Another blog based on the notes in Langham‘s parish register.
A certaine person
When Nathaniel Hinds got married in 1702, rather than just state that his wife was Martha Harris, the vicar instead phrased it as “Nathaniell Hinds & a Certaine person called Martha Harris.” When their child was baptised the following year, again, the usual format wasn’t used. The entry doesn’t say “Martha of Nathaniell and Martha Hinds” but “Martha of Nathaniell Hinds whose wife is called by ye name of Martha.”
It sounds to me like the vicar is deliberately throwing shade Martha’s way. There were several couples called Harris living in Langham at the time, with children being baptised from 1645 onwards.
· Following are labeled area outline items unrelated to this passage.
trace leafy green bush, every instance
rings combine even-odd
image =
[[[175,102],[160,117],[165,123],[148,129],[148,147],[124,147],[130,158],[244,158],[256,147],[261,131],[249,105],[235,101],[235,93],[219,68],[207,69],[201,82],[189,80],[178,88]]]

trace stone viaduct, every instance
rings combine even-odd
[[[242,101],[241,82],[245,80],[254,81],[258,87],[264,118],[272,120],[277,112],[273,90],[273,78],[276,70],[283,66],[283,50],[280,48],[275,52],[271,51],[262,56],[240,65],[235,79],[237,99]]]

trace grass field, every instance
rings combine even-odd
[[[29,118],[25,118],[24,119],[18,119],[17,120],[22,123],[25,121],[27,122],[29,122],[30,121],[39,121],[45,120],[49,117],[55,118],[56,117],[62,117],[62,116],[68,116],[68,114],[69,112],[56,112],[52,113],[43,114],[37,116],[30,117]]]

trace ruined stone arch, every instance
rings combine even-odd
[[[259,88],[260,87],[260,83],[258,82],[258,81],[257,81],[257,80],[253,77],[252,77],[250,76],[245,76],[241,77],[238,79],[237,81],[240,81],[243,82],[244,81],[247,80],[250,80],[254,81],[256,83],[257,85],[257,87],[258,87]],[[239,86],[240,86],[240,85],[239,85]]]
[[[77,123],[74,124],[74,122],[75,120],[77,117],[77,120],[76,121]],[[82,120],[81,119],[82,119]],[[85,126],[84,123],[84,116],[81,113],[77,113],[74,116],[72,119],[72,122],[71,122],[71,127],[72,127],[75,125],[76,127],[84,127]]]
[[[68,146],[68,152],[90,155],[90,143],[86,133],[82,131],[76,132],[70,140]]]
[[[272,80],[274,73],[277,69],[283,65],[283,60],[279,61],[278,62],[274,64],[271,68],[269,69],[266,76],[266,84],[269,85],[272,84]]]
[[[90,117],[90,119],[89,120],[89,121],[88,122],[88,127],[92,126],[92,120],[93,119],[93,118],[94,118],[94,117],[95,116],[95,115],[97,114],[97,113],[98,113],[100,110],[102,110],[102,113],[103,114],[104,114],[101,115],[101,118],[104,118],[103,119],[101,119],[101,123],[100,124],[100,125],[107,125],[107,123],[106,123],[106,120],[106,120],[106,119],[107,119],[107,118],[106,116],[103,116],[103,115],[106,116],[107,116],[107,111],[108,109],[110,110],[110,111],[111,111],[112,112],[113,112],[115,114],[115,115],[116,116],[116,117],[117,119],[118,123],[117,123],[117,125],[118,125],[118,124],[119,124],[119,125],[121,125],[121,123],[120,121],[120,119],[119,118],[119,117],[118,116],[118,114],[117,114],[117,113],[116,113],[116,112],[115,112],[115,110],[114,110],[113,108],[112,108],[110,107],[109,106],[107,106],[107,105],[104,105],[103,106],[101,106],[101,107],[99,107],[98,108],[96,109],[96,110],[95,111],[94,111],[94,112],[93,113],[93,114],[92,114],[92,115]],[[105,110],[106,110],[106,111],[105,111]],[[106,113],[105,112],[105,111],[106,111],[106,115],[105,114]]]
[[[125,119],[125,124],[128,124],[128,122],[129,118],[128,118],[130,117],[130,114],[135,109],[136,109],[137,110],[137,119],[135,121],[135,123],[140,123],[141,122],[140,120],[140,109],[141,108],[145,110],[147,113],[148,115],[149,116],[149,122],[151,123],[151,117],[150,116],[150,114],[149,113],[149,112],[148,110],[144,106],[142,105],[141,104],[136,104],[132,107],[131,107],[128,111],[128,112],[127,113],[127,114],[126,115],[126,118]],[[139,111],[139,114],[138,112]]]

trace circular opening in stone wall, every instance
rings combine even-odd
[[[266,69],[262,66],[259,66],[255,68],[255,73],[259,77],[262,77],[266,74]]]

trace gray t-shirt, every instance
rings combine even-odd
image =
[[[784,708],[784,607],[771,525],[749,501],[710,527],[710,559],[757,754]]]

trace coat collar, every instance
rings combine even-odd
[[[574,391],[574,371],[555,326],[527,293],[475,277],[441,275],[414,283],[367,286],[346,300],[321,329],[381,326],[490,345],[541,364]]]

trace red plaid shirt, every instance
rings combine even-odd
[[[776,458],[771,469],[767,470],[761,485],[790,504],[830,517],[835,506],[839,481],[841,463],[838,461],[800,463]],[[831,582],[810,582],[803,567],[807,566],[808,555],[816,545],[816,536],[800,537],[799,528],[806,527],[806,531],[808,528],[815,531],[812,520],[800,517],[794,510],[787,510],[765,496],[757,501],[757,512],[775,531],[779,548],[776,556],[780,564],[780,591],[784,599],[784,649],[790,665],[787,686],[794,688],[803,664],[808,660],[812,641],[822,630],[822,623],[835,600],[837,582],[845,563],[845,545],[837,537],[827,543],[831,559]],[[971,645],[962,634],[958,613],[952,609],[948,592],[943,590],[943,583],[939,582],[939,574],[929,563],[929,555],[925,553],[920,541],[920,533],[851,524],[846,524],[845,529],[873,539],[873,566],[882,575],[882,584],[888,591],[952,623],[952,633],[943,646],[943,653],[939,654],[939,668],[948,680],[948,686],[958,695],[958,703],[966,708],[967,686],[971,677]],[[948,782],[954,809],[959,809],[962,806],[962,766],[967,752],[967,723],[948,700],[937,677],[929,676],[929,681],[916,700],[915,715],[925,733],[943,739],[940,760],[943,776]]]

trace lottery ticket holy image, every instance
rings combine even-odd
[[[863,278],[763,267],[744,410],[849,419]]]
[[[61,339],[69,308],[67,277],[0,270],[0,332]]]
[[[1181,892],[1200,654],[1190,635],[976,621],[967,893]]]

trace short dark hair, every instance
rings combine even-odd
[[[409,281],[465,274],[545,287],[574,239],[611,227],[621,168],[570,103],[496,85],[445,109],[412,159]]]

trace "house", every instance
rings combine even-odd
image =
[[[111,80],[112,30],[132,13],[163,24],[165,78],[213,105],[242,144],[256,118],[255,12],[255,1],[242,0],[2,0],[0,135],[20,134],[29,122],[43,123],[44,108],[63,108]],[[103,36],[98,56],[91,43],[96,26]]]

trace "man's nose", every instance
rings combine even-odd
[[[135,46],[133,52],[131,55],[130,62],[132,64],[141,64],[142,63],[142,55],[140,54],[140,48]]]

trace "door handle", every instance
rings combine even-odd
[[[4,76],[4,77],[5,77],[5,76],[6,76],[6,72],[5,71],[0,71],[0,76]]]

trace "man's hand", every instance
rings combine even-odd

But no Martha. Perhaps her family weren’t living there then or perhaps Martha hadn’t been baptised, hence the vicar’s recourse to calling her “a certaine person” and going round the houses to say her name is Martha. Was she a Quaker? I’ve checked the Quaker records and can’t find a suitable candidate, but it’s a possibility. But it wasn’t uncommon for people to not be baptised – the rules of the Commonwealth in the mid-1600s were that baptisms were no longer to be carried out and only births recorded, and Anabaptism had its adherents – people who don’t baptise infants as they believe that the person being baptised needs to be old enough to confess their faith and agree to their baptism.
Martha may well come from a Langham family who objected to infant baptism.
There’s a baptism in 1701 in Langham for “Anna of James Went & his wife called Ann who was afterwards Baptized herself.” It’s possible that the vicar didn’t see people as “named” until they had been baptised. Ann Went was baptised along with two other “adult persons” – Dorothy Cave and Mary Harris. Mary was about 24-years old, the daughter of William Harris. I wonder if Mary was Martha’s sister?
It wasn’t until July 1718 that Martha was baptised, on the same day as her son Jonathan. The register tells us that she was “about ye age of 40,” which would mean she was born in about 1678. And that would make her the same age as Mary Harris, and therefore likely they were sisters. They might even be twins, as female sets were sometimes called “Mary and Martha”, after the Biblical sisters.
That same year, three adult members of the Talbot family were baptised: Grace, aged 60, William aged 40 and Grace junior aged 30. Three years earlier, six members of the Appleby family were baptised – 47-year-old Mary, then Elizabeth, Edmund, Daniel, Sary [Sarah], and Mary junior, as well as 33-year-old Susan Harris – perhaps a sister of Martha.
Adult baptisms are not uncommon in the late 1600s and early 1700s. They can present problems as they often don’t have the parents’ names, but sometimes you might be lucky and other documents like wills, Poor Law records, property records etc might throw some light on who their parents were so that you can take your family another generation back.